Re: Data Import Handler with Solr Source behind Load Balancer

2018-09-14 Thread Emir Arnautović
Hi Thomas,
Is this SolrCloud or Solr master-slave? Do you update index while indexing? Did 
you check if all your instances behind LB are in sync if you are using 
master-slave?
My guess would be that DIH is using cursors to read data from another Solr. If 
you are using multiple Solr instances behind LB there might be some diffs in 
index that results in different documents being returned for the same cursor 
mark. Is num doc and max doc the same on new instance after import?

HTH,
Emir
--
Monitoring - Log Management - Alerting - Anomaly Detection
Solr & Elasticsearch Consulting Support Training - http://sematext.com/



> On 12 Sep 2018, at 05:53, Zimmermann, Thomas  
> wrote:
> 
> We have a Solr v7 Instance sourcing data from a Data Import Handler with a 
> Solr data source running Solr v4. When it hits a single server in that 
> instance directly, all documents are read and written correctly to the v7. 
> When we hit the load balancer DNS entry, the resulting data import handler 
> json states that it read all the documents and skipped none, and all looks 
> fine, but the result set is missing ~20% of the documents in the v7 core. 
> This has happened multiple time on multiple environments.
> 
> Any thoughts on whether this might be a bug in the underlying DIH code? I'll 
> also pass it along to the server admins on our side for input.
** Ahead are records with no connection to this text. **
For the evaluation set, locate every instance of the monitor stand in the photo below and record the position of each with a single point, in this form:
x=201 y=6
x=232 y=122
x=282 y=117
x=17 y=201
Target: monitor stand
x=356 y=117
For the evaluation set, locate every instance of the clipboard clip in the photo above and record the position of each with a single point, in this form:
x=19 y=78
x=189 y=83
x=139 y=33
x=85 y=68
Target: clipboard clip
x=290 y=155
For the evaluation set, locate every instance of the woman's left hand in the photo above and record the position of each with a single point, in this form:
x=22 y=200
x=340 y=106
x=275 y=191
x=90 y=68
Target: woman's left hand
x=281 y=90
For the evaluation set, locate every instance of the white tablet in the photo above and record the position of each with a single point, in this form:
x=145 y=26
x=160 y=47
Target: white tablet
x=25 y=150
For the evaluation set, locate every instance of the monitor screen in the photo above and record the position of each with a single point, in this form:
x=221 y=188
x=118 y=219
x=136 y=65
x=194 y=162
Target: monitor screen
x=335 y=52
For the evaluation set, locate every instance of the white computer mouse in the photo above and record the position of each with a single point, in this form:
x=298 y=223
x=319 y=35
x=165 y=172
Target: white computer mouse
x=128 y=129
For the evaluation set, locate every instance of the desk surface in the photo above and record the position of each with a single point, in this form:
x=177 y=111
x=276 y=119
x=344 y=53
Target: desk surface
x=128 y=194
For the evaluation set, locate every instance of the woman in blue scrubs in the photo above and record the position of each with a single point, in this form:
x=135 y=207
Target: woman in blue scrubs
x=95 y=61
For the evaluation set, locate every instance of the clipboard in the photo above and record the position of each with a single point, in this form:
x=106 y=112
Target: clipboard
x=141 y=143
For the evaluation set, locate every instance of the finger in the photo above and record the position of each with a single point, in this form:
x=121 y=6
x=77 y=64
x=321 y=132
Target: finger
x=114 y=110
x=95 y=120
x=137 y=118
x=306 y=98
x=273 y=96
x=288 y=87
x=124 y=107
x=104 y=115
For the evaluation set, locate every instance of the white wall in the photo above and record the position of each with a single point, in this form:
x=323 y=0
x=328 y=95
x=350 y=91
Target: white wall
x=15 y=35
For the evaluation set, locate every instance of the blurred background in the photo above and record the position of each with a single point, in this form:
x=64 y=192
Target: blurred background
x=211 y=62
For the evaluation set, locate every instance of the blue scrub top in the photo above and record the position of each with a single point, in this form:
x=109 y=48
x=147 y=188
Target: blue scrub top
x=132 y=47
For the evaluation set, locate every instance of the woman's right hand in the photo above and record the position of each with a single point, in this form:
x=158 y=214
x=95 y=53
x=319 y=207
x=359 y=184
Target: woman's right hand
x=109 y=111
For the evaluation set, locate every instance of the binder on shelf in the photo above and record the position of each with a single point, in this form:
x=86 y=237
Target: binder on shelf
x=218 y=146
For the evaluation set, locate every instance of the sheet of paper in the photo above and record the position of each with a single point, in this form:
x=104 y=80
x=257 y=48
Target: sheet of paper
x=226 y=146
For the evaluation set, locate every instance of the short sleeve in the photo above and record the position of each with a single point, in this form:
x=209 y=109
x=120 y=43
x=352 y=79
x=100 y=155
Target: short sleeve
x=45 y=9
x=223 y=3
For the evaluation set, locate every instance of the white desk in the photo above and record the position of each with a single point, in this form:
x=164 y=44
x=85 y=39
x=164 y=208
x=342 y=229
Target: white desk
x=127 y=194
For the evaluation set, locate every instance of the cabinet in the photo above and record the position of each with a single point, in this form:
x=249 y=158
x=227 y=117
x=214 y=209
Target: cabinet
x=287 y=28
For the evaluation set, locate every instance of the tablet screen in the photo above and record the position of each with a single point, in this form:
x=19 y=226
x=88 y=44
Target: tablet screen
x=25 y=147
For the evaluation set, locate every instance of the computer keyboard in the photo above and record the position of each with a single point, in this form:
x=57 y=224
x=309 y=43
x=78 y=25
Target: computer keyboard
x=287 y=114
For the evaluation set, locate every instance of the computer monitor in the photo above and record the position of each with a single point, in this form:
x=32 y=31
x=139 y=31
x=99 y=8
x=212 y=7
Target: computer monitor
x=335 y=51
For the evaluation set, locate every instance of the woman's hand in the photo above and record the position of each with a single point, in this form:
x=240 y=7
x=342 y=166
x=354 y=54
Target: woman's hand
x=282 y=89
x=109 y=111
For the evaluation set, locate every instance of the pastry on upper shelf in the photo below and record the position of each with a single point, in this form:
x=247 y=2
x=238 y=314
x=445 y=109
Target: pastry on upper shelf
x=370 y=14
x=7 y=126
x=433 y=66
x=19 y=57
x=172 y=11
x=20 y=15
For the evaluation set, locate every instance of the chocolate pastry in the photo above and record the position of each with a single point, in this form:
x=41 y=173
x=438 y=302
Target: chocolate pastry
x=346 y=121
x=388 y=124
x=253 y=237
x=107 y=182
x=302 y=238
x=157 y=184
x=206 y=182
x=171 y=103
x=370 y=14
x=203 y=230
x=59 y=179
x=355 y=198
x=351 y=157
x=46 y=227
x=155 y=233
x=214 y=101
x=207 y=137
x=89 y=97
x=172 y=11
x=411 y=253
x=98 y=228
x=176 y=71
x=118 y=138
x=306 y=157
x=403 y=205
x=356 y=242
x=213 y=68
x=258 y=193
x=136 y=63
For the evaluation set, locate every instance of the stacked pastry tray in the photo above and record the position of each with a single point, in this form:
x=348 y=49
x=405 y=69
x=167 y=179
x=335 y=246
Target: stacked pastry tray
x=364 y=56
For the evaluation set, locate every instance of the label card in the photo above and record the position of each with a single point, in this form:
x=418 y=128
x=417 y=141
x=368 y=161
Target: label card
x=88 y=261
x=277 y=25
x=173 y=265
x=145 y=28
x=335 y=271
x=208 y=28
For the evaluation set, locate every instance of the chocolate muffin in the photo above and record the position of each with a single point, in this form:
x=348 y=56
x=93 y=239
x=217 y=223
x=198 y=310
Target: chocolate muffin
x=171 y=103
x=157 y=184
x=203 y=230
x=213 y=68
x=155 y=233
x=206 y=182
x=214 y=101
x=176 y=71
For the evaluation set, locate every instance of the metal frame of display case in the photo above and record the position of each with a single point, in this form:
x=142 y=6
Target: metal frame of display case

Data Import Handler with Solr Source behind Load Balancer

2018-09-11 Thread Zimmermann, Thomas
We have a Solr v7 Instance sourcing data from a Data Import Handler with a Solr 
data source running Solr v4. When it hits a single server in that instance 
directly, all documents are read and written correctly to the v7. When we hit 
the load balancer DNS entry, the resulting data import handler json states that 
it read all the documents and skipped none, and all looks fine, but the result 
set is missing ~20% of the documents in the v7 core. This has happened multiple 
time on multiple environments.

Any thoughts on whether this might be a bug in the underlying DIH code? I'll 
also pass it along to the server admins on our side for input.